= Minyana Tjakamara =

Australian Warlpiri leader (c. 1882–1969)

Minyana Tjakamara also known as Minjena (c. 1882 – 2 January 1969) was an Australian Warlpiri man and leader of his people who lived during a period of significant change for his people which included being moved to the government settlement of Yuendumu.

== Biography ==

Minyana's parents were Yangganu Tjupurula and Ginnula Napananga and he was born at Mount Singleton (Wapurtarli), in the Tanami Desert, approximately 400 km northwest of Alice Springs (Mparntwe). He was one of four brothers with his brothers names being Moiu, Purjungu and Minawara.

Because of his family relationships and his conception site he was a key man associated with the Tjukurpa of the Kangaroo, Possum, Flying Ant and Yarapiri snake as well as with the Mantala (a sweet acacia gum) and Yala (bush potato).

In his youth Minyana travelled in the vicinity of Wapurtarli, remaining within a 100 km radius with only occasional travel outside of this. Even as a young boy his intelligence was recognisied by his elders and he was chosen to be taught as a medicine man while also becoming an expert hunter and craftsman of traditional tools; he was particularly expert in making stone knives.
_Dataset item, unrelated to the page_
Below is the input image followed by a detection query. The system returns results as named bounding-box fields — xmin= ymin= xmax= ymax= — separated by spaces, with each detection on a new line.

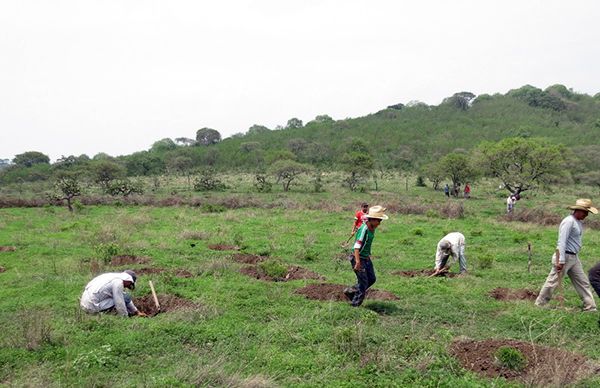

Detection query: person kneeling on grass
xmin=431 ymin=232 xmax=467 ymax=276
xmin=344 ymin=206 xmax=388 ymax=307
xmin=79 ymin=270 xmax=146 ymax=317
During his young manhood Minyana became of warrior and would defend his people against other Aboriginal groups coming in to the country, this fighting was exacerbated by the Federation Drought and the surrounding country being taken up for pastoral leases.

As he got older Minyana married and had a large family and he became a naturally respected leader of his people.

Minyana's life changed dramatically when, in 1926, his land was inspected by William (Bill) Braitling who, in 1932, used in to form Mount Doreen Station. Almost simultaneously there was a gold rush at The Granites in the early 1930s which brought with it significant amounts of prospectors. These prospectors would sometimes give Minyana and his family damper, sweetened tea and meat. Historian Dick Kimber believed that Minyana found himself both drawn and repelled by these new arrivals and was angered when they cut down a tall sacred tree.

In 1946 Minyana, his family and his people were forcibly removed to Yuendumu, which was established as a government ration depot. Despite this Minyana continued to travel regularly throughout the region and continued a hold major extended ceremonies despite pressure from the Government not to do so. He was in demand both as a ritual leader and as a medicine man.

Minyana also began to talk with and assist visiting anthropologists (including Mervyn Meggitt, Charles Mountford and Norman Tindale), filmmakers and other travelers. In one film by Thomas Draper Campbell, called Minjena's Lost Ground (1951), Minyana discussed life before European contact and highlighted the contrast between their traditional way of life and that at Yuendumu, including the negative impacts on diet and health. This film received fairly wide distribution and the National Film and Sound Archive calls it "a lament for the passing of traditional life".

Minyana became blind between 1995 and 1960.

Minyaya died on 2 January 1969 and was buried on his own Country. He is the grandfather of author Harry Nelson Jakamara.